Let's consider a boundary value problem $$ u''(x) = f(u(x)) + g(x)$$ with boundary conditions $u(0) = u(1) = 0$. We assume that the functions $g \in \mathscr C[0,1]$ and $f \in \mathscr C(\mathbb R)$ are given, $u(x)$ remains unknown.
How can we transform the equation to the integral form $$u(x) = \int_0^1 K(x,y) [f(u(y)) + g(y)] \,\textrm{d}y,$$ where the function $K$ depends on $f$ and $g$? I have tried to found an implicit formula for $K$ and failed - that's a technique I have discovered quite recently and haven't mastered yet.

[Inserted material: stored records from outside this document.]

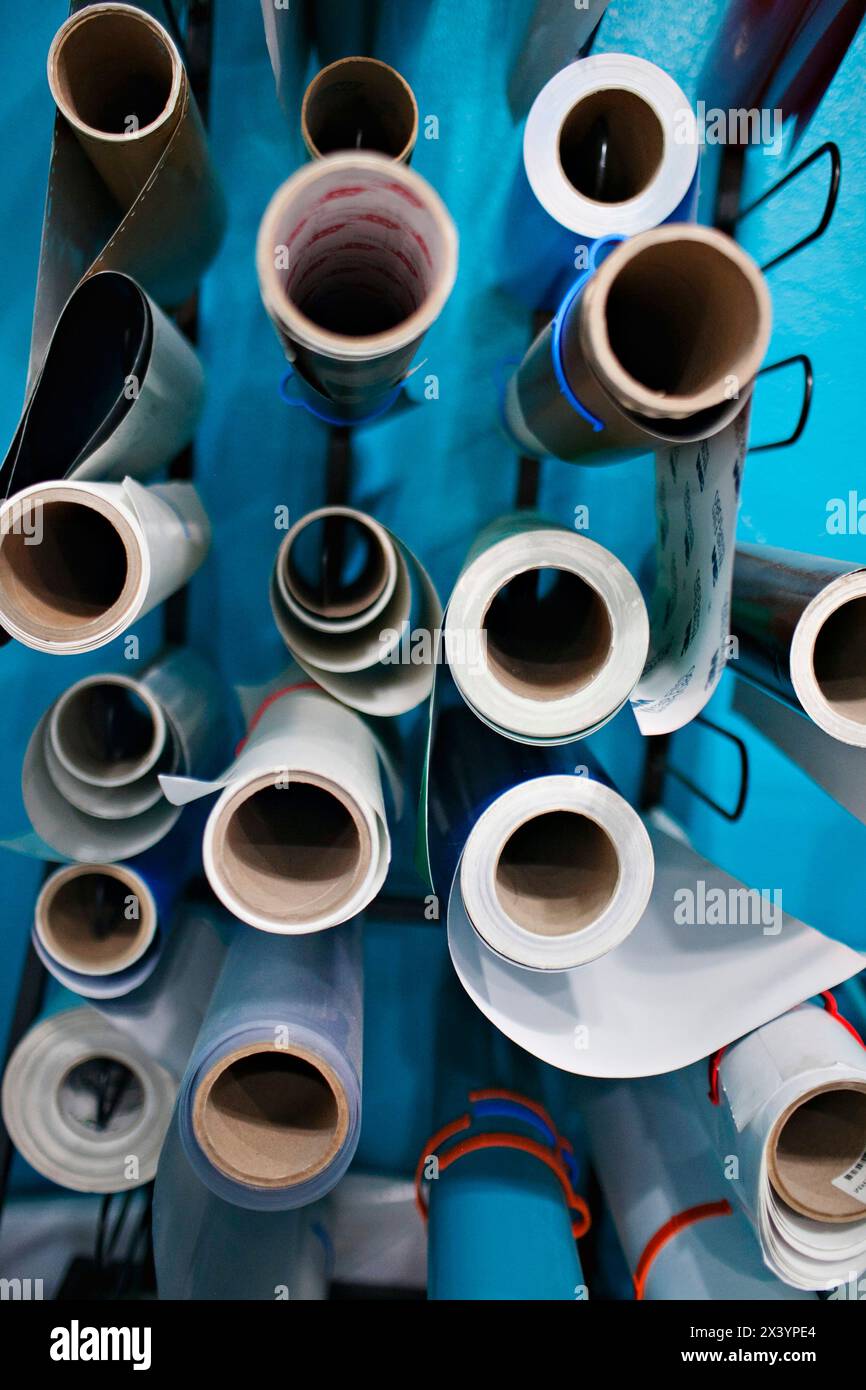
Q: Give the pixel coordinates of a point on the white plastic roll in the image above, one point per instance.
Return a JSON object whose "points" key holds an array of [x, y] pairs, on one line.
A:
{"points": [[672, 991], [651, 142], [367, 635], [553, 36], [298, 838], [697, 506], [109, 552], [91, 772], [555, 873], [85, 1104], [95, 929], [793, 1109], [655, 1161], [801, 623], [544, 665], [356, 259]]}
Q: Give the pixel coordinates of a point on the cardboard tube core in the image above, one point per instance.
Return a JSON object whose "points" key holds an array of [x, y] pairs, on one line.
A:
{"points": [[84, 923], [359, 104], [270, 1116], [292, 852], [106, 729], [113, 68], [78, 578], [556, 873], [100, 1096], [815, 1141], [335, 566], [377, 271], [610, 145], [840, 660], [548, 634]]}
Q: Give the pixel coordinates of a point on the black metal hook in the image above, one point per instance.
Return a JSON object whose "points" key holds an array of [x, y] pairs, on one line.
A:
{"points": [[806, 405], [836, 173]]}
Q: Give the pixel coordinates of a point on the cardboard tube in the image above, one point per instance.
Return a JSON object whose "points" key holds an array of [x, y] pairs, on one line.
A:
{"points": [[268, 1109], [356, 259], [545, 631], [292, 854], [801, 624], [359, 104], [82, 918], [271, 1116], [816, 1139], [662, 344], [52, 1109], [298, 838], [117, 78], [357, 610], [106, 555]]}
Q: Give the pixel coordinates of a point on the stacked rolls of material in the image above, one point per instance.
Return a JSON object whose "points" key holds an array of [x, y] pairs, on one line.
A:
{"points": [[357, 610]]}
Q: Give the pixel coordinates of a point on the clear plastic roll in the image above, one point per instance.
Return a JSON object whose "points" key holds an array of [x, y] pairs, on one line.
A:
{"points": [[357, 610], [793, 1112], [107, 553], [298, 837], [359, 103], [91, 772], [545, 631], [268, 1109], [85, 1104]]}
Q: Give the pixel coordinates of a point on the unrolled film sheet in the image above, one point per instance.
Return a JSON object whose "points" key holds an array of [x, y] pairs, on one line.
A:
{"points": [[793, 1111], [268, 1109], [298, 837], [659, 345], [552, 38], [610, 149], [79, 562], [545, 631], [352, 319], [84, 1102], [117, 392], [672, 991], [801, 626], [357, 610], [359, 103], [542, 859], [132, 186], [838, 767], [91, 772], [697, 505], [655, 1161], [100, 929]]}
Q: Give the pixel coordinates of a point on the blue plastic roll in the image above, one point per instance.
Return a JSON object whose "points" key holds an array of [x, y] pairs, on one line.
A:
{"points": [[499, 1228]]}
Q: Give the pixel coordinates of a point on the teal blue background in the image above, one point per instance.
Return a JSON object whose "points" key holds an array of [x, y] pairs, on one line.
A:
{"points": [[437, 471]]}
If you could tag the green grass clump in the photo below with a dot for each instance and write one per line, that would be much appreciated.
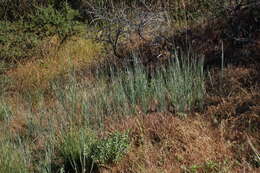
(81, 149)
(5, 111)
(12, 158)
(181, 84)
(111, 149)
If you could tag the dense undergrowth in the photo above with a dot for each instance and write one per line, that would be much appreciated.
(97, 86)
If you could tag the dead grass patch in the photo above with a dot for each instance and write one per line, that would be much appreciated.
(75, 54)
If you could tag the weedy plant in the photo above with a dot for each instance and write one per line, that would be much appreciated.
(82, 150)
(5, 111)
(13, 158)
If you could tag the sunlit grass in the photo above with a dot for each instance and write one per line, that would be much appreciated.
(75, 54)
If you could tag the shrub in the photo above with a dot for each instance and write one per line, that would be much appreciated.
(21, 39)
(12, 160)
(5, 111)
(81, 149)
(111, 149)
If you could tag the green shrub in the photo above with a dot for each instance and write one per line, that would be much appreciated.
(12, 159)
(185, 84)
(111, 149)
(75, 143)
(81, 149)
(5, 111)
(23, 38)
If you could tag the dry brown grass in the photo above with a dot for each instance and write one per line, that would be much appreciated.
(164, 143)
(55, 61)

What additional assumption do I need in order to say that the solution $u(x)$ of my equation is unique? Maybe the Lipschitz condition for $f$ or its derivative or some type of regularity of $u$, like being twice differentiable ($\mathscr C^2$)?

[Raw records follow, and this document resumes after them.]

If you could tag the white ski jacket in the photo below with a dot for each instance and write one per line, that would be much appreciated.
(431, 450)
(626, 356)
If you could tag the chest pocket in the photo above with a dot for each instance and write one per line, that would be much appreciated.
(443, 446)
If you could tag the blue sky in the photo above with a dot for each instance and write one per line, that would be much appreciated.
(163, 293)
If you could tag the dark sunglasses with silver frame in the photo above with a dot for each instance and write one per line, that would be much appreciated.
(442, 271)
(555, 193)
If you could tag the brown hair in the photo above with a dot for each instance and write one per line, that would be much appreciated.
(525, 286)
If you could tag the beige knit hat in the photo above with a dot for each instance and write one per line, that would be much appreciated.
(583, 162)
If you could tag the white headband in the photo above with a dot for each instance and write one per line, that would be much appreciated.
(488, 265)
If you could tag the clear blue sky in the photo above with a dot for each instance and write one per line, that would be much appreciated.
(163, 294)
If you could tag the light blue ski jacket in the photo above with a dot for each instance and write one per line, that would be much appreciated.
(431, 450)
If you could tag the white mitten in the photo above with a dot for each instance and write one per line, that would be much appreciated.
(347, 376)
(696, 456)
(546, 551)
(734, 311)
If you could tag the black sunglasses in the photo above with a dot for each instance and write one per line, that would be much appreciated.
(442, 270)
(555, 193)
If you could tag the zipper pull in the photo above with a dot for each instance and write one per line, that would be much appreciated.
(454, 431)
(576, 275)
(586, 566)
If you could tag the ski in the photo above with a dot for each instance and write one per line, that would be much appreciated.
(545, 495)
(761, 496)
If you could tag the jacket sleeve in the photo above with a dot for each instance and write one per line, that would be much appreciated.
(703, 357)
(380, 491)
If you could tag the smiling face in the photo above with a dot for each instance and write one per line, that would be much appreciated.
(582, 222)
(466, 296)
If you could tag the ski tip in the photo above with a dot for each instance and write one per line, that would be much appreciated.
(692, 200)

Look up Greens kernel, and indeed one condition can be written as $$K_{xx}(x,y)=\delta(x-y),$$ thus \begin{align} K_x&=H(x-y)+C,\\ K(x,y)&=(x-y)_++Cx+D \end{align} and evaluating for the boundary conditions $$0=K(0,y)=0+C·0+D,\qquad 0=K(1,y)=(1-y)+C$$ implies $$ K(x,y)=(x-y)_+-(1-y)·x=\begin{cases}-x·(1-y),&x\le y\\ -(1-x)·y,&x\ge y\end{cases} $$
Which falls in the general formula for Green kernels of Sturm-Liouville BVP $$ K(x,y)=u(\min(x,y))·v(\max(x,y)) $$ where $u,v$ are solution of the homogeneous linear operator with $u(0)=v(1)=0$, $u'(0)=v'(1)=1$.